Some of the areas that have previously seen high levels of deepwater activity, particularly Angola and Nigeria, have stagnated since the oil price collapse. "Looking back to 2014, when oil prices were still high, there were a lot of potential projects in Angola and Nigeria," Wilson said. However, deflation and cost savings have been more difficult to achieve in West Africa, leaving many developments on the drawing board.

Development projects

Royal Dutch Shell PLC subsidiary, Shell Offshore Inc., in February 2017 made an FID on Phase 1 of the Kaikias deepwater discovery. This project is a phased subsea tie-back, bringing two trends together.

The near-field opportunity will produce oil and gas through a tie-back to Shell's Ursa production hub. Shell said Kaikias carries a breakeven price of below $40/bbl. The operator cut total cost by about 50% by simplifying development design (Fig. 3). Shell will develop Kaikias in two phases. Phase 1, which includes three wells designed to produce up to 40,000 boe/d, will start production in 2019. Kaikias is in the prolific Mars-Ursa basin about 130 miles from the Louisiana coast and is estimated to contain more than 100 MMboe of recoverable resources.

Mad Dog and Kaikias are two of three deepwater projects moving forward in 2017.

Noble Energy Inc. has begun first-phase construction on its giant Leviathan natural gas field offshore Israel in the Mediterranean Sea (Fig. 4). Noble has drilled four wells, which will be completed subsea in about 5,200 ft of water (OGJ Online, Mar. 2, 2017). Noble estimates gross capital costs for Phase 1 development at $3.75 billion and gross reserves related to the investment at 9.4 tcf of gas. Leviathan holds gross recoverable resources of 22 tcf.

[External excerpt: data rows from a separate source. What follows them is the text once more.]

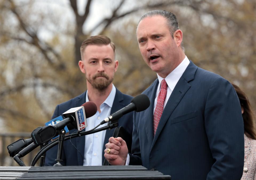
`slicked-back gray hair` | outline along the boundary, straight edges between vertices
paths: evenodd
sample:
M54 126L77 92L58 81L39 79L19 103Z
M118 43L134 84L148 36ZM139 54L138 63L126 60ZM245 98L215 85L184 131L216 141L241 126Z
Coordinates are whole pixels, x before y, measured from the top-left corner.
M139 21L138 25L139 22L144 18L158 15L162 16L166 19L167 22L167 26L169 28L170 32L173 38L173 33L175 31L179 29L178 21L175 14L169 11L161 10L153 10L149 11L145 13L141 17ZM137 29L138 27L137 26ZM181 42L181 46L183 51L184 51L183 41Z

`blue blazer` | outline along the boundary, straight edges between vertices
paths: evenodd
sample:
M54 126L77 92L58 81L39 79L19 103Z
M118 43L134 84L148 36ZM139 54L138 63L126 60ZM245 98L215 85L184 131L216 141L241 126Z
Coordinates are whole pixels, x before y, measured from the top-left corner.
M58 105L52 118L52 119L62 115L69 109L73 107L79 107L86 102L86 91L76 97ZM117 89L115 95L114 99L113 105L110 114L122 109L131 103L133 97L123 94ZM131 112L125 115L118 121L119 126L124 127L131 138L133 131L133 112ZM109 138L113 136L115 129L110 130L107 129L106 131L105 139L102 147L102 163L105 159L104 157L104 150L105 145L109 142ZM82 131L84 131L85 129ZM76 131L73 130L70 131L70 134ZM72 145L69 140L64 142L63 150L62 159L63 162L62 164L64 166L82 166L83 163L84 155L85 151L85 137L84 136L71 139L73 144L77 147L82 155L77 152L77 150ZM52 166L57 162L55 161L57 157L58 146L55 146L46 152L45 166Z
M172 179L240 179L243 123L234 88L191 61L172 92L153 135L156 79L143 94L149 107L134 115L129 165L142 165Z

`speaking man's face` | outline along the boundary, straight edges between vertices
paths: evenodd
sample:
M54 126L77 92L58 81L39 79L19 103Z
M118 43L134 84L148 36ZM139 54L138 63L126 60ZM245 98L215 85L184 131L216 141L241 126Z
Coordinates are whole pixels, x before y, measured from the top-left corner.
M165 18L158 15L143 19L138 25L137 38L144 61L159 75L165 78L177 67L178 46Z

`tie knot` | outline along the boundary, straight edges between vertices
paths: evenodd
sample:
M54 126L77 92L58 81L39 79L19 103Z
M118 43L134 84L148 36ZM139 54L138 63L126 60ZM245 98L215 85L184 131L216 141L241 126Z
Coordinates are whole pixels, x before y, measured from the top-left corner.
M165 89L167 89L167 84L165 79L162 80L162 81L161 82L161 88L163 88Z

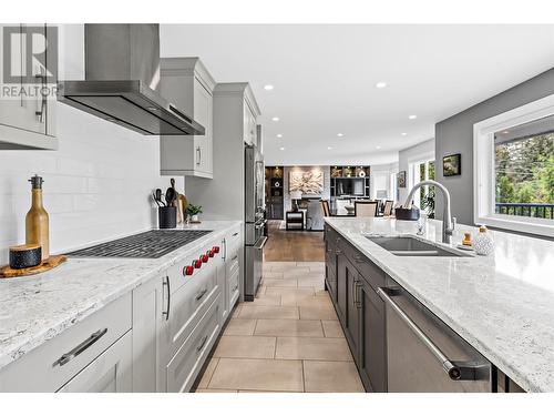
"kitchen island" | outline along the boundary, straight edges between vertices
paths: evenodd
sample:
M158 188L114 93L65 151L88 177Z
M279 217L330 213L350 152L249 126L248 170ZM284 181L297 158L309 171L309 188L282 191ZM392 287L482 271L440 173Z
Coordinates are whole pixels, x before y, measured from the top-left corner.
M441 222L427 220L424 234L417 236L414 222L327 217L327 273L339 280L337 285L328 278L331 297L337 287L340 297L337 264L343 248L330 244L340 240L353 248L352 264L359 274L363 271L356 263L363 256L371 267L393 280L523 389L554 392L554 243L490 231L495 241L491 256L397 256L367 239L413 236L455 251L464 232L476 232L475 227L459 224L453 244L444 246L439 243L441 227ZM356 294L352 297L360 303ZM343 328L348 338L348 325L343 324ZM386 369L382 373L386 379ZM386 389L386 381L377 383L383 383L381 389Z
M0 280L0 392L18 390L17 382L19 379L13 379L12 376L20 373L21 377L28 377L29 373L25 371L30 368L19 371L19 366L25 366L27 363L31 362L40 363L40 365L44 365L44 368L35 367L34 377L27 383L27 386L22 384L22 390L58 390L61 384L57 384L57 377L60 377L60 383L62 381L65 383L69 381L68 377L74 376L80 371L78 368L69 372L66 368L75 365L74 363L80 364L80 368L84 368L89 363L84 359L89 351L91 351L89 358L95 358L102 353L102 349L98 353L92 352L98 345L106 343L107 347L111 342L117 341L117 336L123 334L125 335L122 338L131 333L127 337L133 337L133 343L136 342L136 345L133 344L135 351L140 351L137 344L144 344L146 336L160 336L160 333L163 332L162 324L167 329L167 339L171 338L172 342L175 342L179 338L181 341L181 337L173 337L172 332L191 333L194 326L202 322L202 316L198 316L197 321L193 321L191 316L194 316L196 310L203 314L206 313L209 306L207 302L209 304L217 303L219 314L217 327L220 328L229 316L229 305L225 305L224 302L227 294L225 286L228 286L227 278L230 277L226 275L227 264L230 261L228 257L232 250L236 251L236 255L238 255L237 247L242 247L242 222L205 221L202 224L183 225L178 230L183 232L208 230L211 233L158 258L70 257L60 267L40 275ZM204 254L206 248L216 245L220 246L220 251L218 248L214 258L206 262L208 264L201 265L202 267L195 270L191 275L185 273L183 265L189 265L193 258L198 258L199 251L201 254ZM236 255L234 254L235 258ZM239 266L238 262L235 263L233 264L233 275L237 278ZM206 286L206 288L209 291L208 293L204 292L206 296L198 297L195 303L194 295L196 294L193 292L189 294L193 300L188 298L187 292L202 291L203 285L208 283L209 287ZM144 288L148 288L148 285L152 291L141 293ZM179 291L179 286L183 286L184 290ZM234 283L233 287L228 288L229 294L230 290L234 290L233 294L236 294L237 288L238 283ZM140 305L140 302L143 301L141 296L145 302L150 302L144 304L144 307ZM233 302L236 302L236 295L233 297ZM202 303L206 303L206 305ZM185 306L189 308L189 313L183 316L184 312L181 308ZM152 314L147 315L150 312ZM158 322L161 319L163 322ZM83 329L80 333L80 328L86 328L90 322L94 322L91 331ZM113 329L110 327L112 324ZM186 331L185 325L187 326ZM104 326L107 329L103 332ZM100 332L93 332L96 329ZM146 333L150 329L152 329L152 334ZM79 336L68 335L72 333L79 334ZM137 338L137 334L141 335L140 338ZM86 338L89 335L91 338ZM49 352L50 346L60 343L60 339L64 342L62 345L58 345L53 354L55 358L60 356L62 359L55 363L54 359L42 363L43 352ZM83 339L92 341L86 345L90 347L89 351L86 348L81 348L82 351L80 348L71 349L80 345ZM157 343L156 339L154 341ZM148 343L154 341L150 339ZM207 343L206 346L208 346ZM177 346L170 345L167 354L173 354L176 349ZM65 354L68 352L73 353ZM154 363L157 359L156 355L157 352L154 352L151 356ZM124 358L131 359L131 356ZM145 363L150 358L143 355L140 359ZM80 361L82 363L79 363ZM59 368L59 372L48 374L49 368L53 368L52 371ZM135 372L136 369L133 368ZM64 372L68 374L62 374ZM155 378L156 375L152 376ZM45 377L50 377L52 383L43 379ZM137 382L140 384L141 381ZM161 383L153 384L157 384L158 388L163 387L162 389L171 387L162 386ZM122 387L122 390L131 389L147 390L147 388L135 388L134 381L133 387L131 385Z

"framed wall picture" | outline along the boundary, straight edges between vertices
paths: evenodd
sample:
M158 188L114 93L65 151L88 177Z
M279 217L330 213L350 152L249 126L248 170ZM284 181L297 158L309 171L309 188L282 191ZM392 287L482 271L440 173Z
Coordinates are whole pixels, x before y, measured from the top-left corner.
M460 153L449 154L442 158L442 175L458 176L462 174L462 155Z
M397 173L397 186L406 187L406 171L400 171Z

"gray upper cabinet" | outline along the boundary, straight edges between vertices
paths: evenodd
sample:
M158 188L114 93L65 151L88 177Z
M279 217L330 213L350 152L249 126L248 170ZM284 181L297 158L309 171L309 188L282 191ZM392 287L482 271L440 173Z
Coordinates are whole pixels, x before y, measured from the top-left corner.
M212 179L215 81L198 58L162 59L162 95L201 123L205 135L162 136L162 175Z
M55 150L55 95L43 97L41 90L52 91L57 80L45 79L45 69L35 59L28 58L28 49L33 42L51 41L55 45L52 28L45 24L0 24L0 44L4 44L4 29L13 28L10 39L11 60L9 68L11 75L18 74L19 80L6 82L4 65L0 65L3 90L10 91L10 97L0 98L0 150ZM43 35L43 38L41 38ZM40 44L38 45L40 48ZM2 47L3 50L3 47ZM45 61L57 59L52 49L45 49ZM6 59L6 57L2 57ZM10 80L8 80L10 81ZM21 93L23 92L23 93Z

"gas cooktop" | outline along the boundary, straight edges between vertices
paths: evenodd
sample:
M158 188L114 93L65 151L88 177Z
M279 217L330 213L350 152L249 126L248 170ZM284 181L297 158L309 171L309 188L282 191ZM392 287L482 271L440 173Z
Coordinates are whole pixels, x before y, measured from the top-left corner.
M152 230L78 250L66 255L72 257L158 258L211 232L204 230Z

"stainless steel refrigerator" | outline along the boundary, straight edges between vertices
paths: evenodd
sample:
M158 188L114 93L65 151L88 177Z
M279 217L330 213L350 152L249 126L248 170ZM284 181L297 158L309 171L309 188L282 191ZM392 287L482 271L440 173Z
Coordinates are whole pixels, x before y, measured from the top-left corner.
M256 144L245 145L245 301L254 301L261 281L264 245L267 242L264 186L261 126L258 125Z

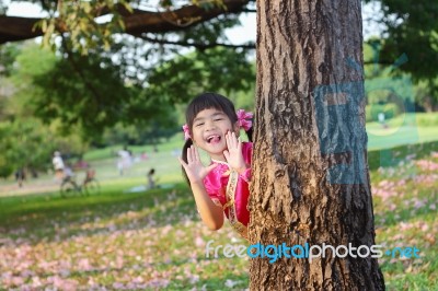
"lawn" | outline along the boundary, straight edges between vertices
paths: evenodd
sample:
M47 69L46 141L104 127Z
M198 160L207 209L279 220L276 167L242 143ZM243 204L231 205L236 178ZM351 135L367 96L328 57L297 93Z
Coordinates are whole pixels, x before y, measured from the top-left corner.
M374 126L377 132L380 125ZM100 195L61 198L48 175L39 181L50 187L38 195L30 194L26 185L27 191L3 193L0 290L247 288L246 257L214 258L210 254L206 258L210 240L214 246L244 242L228 224L211 232L199 221L173 153L181 144L181 137L174 137L158 152L150 147L132 148L136 154L147 151L149 159L123 177L112 153L117 147L91 152L87 159L97 170ZM381 151L369 153L377 244L415 246L420 255L379 259L388 290L438 288L437 151L438 142L400 146L391 150L396 162L387 167L380 166ZM129 193L146 184L151 167L166 188Z

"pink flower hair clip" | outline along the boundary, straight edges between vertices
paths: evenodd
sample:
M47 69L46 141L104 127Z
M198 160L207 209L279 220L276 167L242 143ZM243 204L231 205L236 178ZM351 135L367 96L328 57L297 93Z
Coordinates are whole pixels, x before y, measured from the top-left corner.
M192 136L191 136L191 130L188 129L187 124L183 125L183 131L184 131L184 139L185 139L185 140L192 138Z
M247 131L253 126L253 121L251 121L253 114L244 109L239 109L235 114L238 115L239 126Z

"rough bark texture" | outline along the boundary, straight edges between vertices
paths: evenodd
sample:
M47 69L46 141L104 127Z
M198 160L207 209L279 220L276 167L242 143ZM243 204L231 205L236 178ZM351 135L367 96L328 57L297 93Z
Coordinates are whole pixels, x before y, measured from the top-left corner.
M360 0L257 1L251 243L374 244L361 32ZM251 290L384 290L371 257L268 260Z

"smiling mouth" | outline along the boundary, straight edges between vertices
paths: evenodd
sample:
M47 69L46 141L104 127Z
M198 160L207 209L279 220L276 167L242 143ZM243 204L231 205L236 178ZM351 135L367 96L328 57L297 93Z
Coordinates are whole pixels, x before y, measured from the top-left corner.
M208 143L217 143L217 142L219 142L221 140L221 137L220 136L210 136L210 137L208 137L207 138L207 142Z

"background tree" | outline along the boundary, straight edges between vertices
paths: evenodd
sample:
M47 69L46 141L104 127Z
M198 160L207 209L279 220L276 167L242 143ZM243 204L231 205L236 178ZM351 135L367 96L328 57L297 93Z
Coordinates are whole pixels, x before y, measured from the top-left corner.
M374 244L360 1L257 1L251 242ZM377 259L251 261L253 290L384 290Z

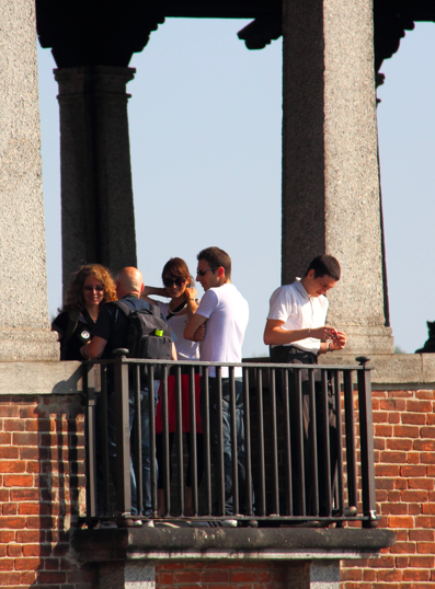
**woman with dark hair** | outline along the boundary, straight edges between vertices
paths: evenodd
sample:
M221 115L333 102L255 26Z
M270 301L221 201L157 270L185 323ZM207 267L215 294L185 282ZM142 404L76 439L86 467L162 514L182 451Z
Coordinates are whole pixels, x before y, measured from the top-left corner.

Production from the first phase is to start by end-2019 at 1 bcfd. A second development phase would add 900 MMcfd from four new wells, two processing trains, four compression trains of 300 MMcfd each, and a third tie-back flowline.

Exploration

Senegal and Guyana have recently yielded giant deepwater discoveries in frontier basins and these projects will move forward. Frontier and emerging provinces will continue to attract activity but at a slower pace than pre-2014. Deepwater exploration and development are long-term and require commitment from senior management to stay the course.

Deepwater exploration will remain lower than before 2014 (Fig. 5). "We are also likely to see smaller discovery volumes," Wilson said. Companies will apply greater commercial focus to exploration. Most wells will target prospects that can be produced quickly upon discovery.

Well risk is also increasingly a factor in prospect decisions. High pressure-high temperature reservoirs involved more drilling risk, and took longer to drill at a higher cost. Operators have sought to simplify well designs and are now more risk-averse, both in well design and in selecting geologic targets.

Beginning in 2014, exploration started to shift towards a focus on value rather than adding volume. Most operators in 2017 seek prospects that can be developed at $50/bbl in the event of success. Exploration likely will take on a smaller role in reserves replacement as companies look to other mechanisms to deliver reserve and resource growth.